Here's the link: http://www.600rr.net/vb/showthread.php?t=282980

Bike stats:
2005 cbr600rr
Just under 13k kms
Yoshi exhaust slip on

It seemed to go away for a little bit but I have narrowed when it acts like this.

1. While warming up the bike is fine
2. Once up around 180F + it starts to cough/misfire? at idle and below around 2-2.5k revs --> revs sit around 1500 but drop to around 1200 and back up pretty quick, sounds kind of like purrrrrrrrcoughpurrrrrcoughpurrrcoughcoughpurrrrrrcoughcoughpurrrrcough
3. Once I am passed 2.5-3k revs the bike sings awesomely and has no issues whatsoever up to 14k revs - haven't had it past that
4. It doesn't stall or cut out at all
5. Acceleration from stop is rough as well due to low revs

There is also a consistent ticking sound that increases speed as revs increase and it sounds like it is coming from right side of engine. Is that the CCT needing to be checked or should I be concerned about valve adjustments?

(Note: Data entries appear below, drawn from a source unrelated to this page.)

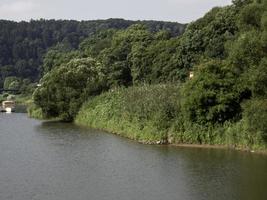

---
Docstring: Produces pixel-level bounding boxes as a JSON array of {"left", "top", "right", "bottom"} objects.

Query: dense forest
[
  {"left": 23, "top": 0, "right": 267, "bottom": 148},
  {"left": 0, "top": 19, "right": 185, "bottom": 88}
]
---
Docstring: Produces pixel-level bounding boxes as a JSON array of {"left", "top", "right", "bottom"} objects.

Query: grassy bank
[{"left": 75, "top": 85, "right": 266, "bottom": 149}]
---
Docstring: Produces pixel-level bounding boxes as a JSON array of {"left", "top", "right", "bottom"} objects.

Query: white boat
[{"left": 2, "top": 101, "right": 15, "bottom": 113}]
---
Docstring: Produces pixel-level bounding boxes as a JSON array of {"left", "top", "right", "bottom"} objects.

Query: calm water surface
[{"left": 0, "top": 114, "right": 267, "bottom": 200}]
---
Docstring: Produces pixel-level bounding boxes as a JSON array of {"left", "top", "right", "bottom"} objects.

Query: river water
[{"left": 0, "top": 114, "right": 267, "bottom": 200}]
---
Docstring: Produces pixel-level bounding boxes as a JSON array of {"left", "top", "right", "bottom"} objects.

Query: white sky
[{"left": 0, "top": 0, "right": 231, "bottom": 23}]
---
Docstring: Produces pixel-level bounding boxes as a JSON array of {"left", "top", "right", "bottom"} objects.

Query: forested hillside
[
  {"left": 0, "top": 19, "right": 184, "bottom": 88},
  {"left": 31, "top": 0, "right": 267, "bottom": 148}
]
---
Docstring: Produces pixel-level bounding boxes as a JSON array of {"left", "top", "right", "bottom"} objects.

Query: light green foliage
[
  {"left": 33, "top": 0, "right": 267, "bottom": 148},
  {"left": 34, "top": 58, "right": 107, "bottom": 121},
  {"left": 76, "top": 85, "right": 180, "bottom": 143},
  {"left": 4, "top": 76, "right": 20, "bottom": 90}
]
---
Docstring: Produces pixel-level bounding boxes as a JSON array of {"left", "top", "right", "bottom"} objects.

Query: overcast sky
[{"left": 0, "top": 0, "right": 231, "bottom": 23}]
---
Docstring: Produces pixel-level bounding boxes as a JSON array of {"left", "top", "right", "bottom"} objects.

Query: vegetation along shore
[{"left": 14, "top": 0, "right": 267, "bottom": 150}]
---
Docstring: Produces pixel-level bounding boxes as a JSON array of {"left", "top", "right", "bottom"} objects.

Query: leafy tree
[{"left": 34, "top": 58, "right": 105, "bottom": 121}]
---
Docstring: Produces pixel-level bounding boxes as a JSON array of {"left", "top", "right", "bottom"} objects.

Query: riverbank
[{"left": 75, "top": 85, "right": 266, "bottom": 151}]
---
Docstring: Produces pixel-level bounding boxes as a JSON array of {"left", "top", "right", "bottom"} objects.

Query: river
[{"left": 0, "top": 113, "right": 267, "bottom": 200}]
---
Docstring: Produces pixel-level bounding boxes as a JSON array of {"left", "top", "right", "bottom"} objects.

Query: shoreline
[{"left": 73, "top": 122, "right": 267, "bottom": 156}]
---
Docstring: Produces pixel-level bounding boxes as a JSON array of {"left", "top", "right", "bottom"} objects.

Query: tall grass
[{"left": 75, "top": 85, "right": 266, "bottom": 149}]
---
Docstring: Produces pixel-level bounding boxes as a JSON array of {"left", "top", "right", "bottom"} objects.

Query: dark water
[{"left": 0, "top": 114, "right": 267, "bottom": 200}]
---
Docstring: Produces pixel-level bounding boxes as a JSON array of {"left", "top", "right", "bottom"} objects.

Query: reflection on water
[{"left": 0, "top": 114, "right": 267, "bottom": 200}]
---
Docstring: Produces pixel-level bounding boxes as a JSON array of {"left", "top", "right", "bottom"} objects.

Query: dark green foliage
[
  {"left": 76, "top": 85, "right": 180, "bottom": 143},
  {"left": 183, "top": 61, "right": 241, "bottom": 124},
  {"left": 244, "top": 99, "right": 267, "bottom": 142},
  {"left": 29, "top": 0, "right": 267, "bottom": 148},
  {"left": 0, "top": 19, "right": 185, "bottom": 88}
]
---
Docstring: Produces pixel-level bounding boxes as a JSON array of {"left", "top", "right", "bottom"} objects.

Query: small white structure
[{"left": 189, "top": 71, "right": 194, "bottom": 79}]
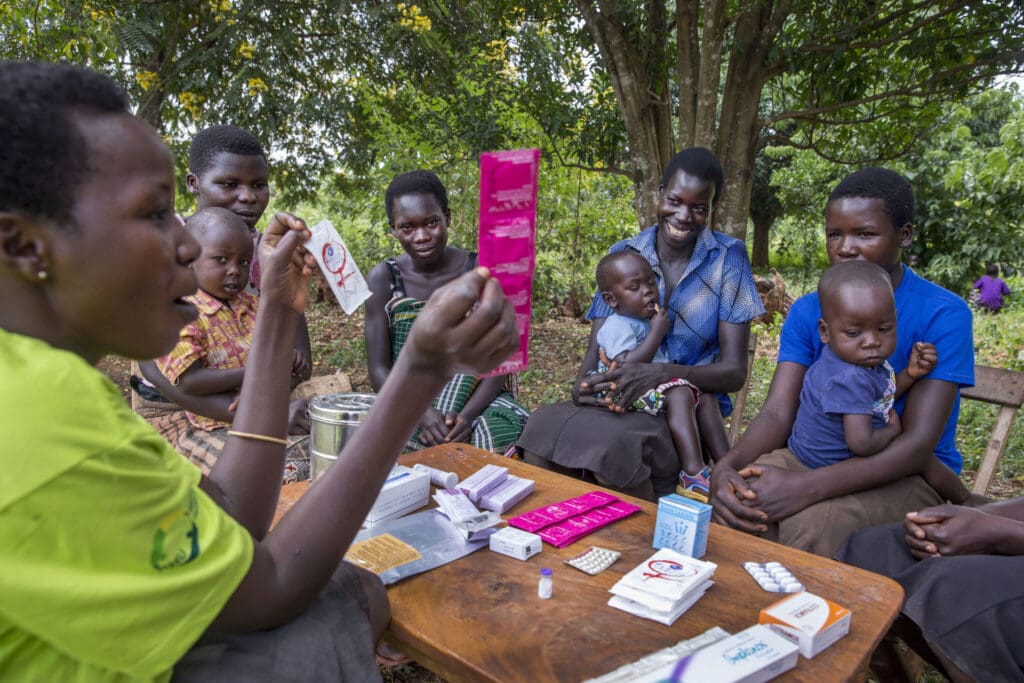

Things I think I can rule out are fuel lines, pump, filter, probably not sparkies or timing? I assume this because the bike is running fine at higher revs and I would think I would get similar symptoms throughout revs if these were an issue.

Could it be ICS, TPS, fuel/air mixture? I will be tearing the bike down soon as I'm getting new fairings from auctmarts and want to pull plugs, test some wiring and replace air filter.

Any thoughts or things I should be concerned about?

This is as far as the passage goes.